1. Temperature delta - 50 degrees (20 degrees Celsius indoors and 30 degrees below zero outside).
2. Heat loss per square meter of floor: 50/1.84 (data for wood floor) = 27.17 W. Losses over the entire floor area: 27.17×144=3912 W.
3. Heat loss through the ceiling: (50/1.45)×144=4965 W.
4. We calculate the area of ​​four walls: (12 × 3) × 4 = 144 square meters. m. Since the walls are made of 25-centimeter timber, R is equal to 0.805. Heat loss: (50/0.805)×144=8944 W.
5. We add up the results: 3912+4965+8944=17821. The resulting number is the total heat loss of the house without taking into account the peculiarities of losses through windows and doors.
6. Add 40% ventilation losses: 17821×1.4=24.949. Thus, you will need a 25 kW boiler.

conclusions

Even the most advanced of the listed methods does not take into account the entire spectrum of heat loss. Therefore, it is recommended to buy a boiler with some power reserve. In this regard, here are a few facts about the efficiency characteristics of different boilers:

1. Gas boiler equipment operate with very stable efficiency, and condensing and solar boilers switch to economical mode at low load.
2. Electric boilers have 100% efficiency.
3. Operation in a mode below the rated power for solid fuel boilers is not allowed.

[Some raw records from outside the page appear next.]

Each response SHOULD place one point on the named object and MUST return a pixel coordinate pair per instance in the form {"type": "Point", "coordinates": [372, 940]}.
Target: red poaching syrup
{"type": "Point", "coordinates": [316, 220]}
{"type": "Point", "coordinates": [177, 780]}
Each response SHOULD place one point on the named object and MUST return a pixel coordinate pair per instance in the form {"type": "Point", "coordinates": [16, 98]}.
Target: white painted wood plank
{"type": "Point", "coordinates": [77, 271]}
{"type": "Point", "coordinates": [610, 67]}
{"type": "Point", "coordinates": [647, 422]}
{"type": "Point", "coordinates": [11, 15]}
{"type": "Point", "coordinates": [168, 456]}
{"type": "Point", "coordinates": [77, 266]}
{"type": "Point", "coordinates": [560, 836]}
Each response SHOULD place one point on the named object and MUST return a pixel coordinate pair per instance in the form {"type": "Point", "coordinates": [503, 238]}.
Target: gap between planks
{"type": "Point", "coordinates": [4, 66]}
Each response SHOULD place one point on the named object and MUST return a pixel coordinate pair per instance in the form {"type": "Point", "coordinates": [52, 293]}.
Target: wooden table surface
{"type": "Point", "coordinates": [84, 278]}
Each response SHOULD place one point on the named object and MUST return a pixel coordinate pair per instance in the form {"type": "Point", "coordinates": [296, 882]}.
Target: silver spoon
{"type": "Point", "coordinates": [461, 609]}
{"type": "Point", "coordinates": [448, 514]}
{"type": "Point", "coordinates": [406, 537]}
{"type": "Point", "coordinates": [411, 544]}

Solid fuel boilers are regulated by an air flow limiter combustion chamber, however, if the oxygen level is insufficient, complete combustion of the fuel does not occur. This leads to the formation of a large amount of ash and a decrease in efficiency. The situation can be corrected using a heat accumulator. A tank with thermal insulation is installed between the supply and return pipes, disconnecting them. Thus, a small circuit is created (boiler - buffer tank) and a large circuit (tank - heating devices).

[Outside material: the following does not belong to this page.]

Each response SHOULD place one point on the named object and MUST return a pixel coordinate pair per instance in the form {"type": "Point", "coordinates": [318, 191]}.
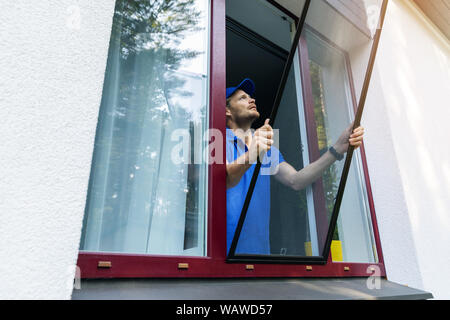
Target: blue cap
{"type": "Point", "coordinates": [247, 85]}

The circuit works as follows:

1. After adding fuel, the equipment operates at rated power. Thanks to natural or forced circulation, heat is transferred to the buffer. After fuel combustion, circulation in the small circuit stops.
2. Over the next few hours, the coolant circulates through a large circuit. The buffer slowly transfers heat to radiators or underfloor heating.

Increased power will require additional costs. At the same time, the equipment’s power reserve gives an important positive result: the interval between fuel loadings increases significantly.

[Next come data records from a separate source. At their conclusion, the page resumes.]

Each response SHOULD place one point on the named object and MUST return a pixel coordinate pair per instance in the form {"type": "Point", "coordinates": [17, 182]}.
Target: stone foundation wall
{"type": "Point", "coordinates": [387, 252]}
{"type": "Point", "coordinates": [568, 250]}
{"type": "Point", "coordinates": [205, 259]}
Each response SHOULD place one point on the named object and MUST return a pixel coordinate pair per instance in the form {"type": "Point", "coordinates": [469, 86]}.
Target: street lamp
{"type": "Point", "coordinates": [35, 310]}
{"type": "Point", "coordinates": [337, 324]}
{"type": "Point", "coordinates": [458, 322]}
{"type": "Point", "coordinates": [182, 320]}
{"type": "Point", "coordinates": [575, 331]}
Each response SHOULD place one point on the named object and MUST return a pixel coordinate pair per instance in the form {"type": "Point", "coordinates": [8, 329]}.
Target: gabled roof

The first and most important stage in the difficult process of organizing heating of any property (be it Vacation home or industrial facility) is the competent execution of design and calculations. In particular, it is necessary to calculate the thermal load on the heating system, as well as the volume of heat and fuel consumption.

Carrying out preliminary calculations is necessary not only in order to obtain the entire range of documentation for organizing the heating of a property, but also to understand the volumes of fuel and heat, and the selection of one or another type of heat generator.

Thermal loads of the heating system: characteristics, definitions

The definition should be understood as the amount of heat that is collectively given off by heating devices installed in a house or other facility. It should be noted that before installing all the equipment, this calculation is made to eliminate any troubles, unnecessary financial costs and work.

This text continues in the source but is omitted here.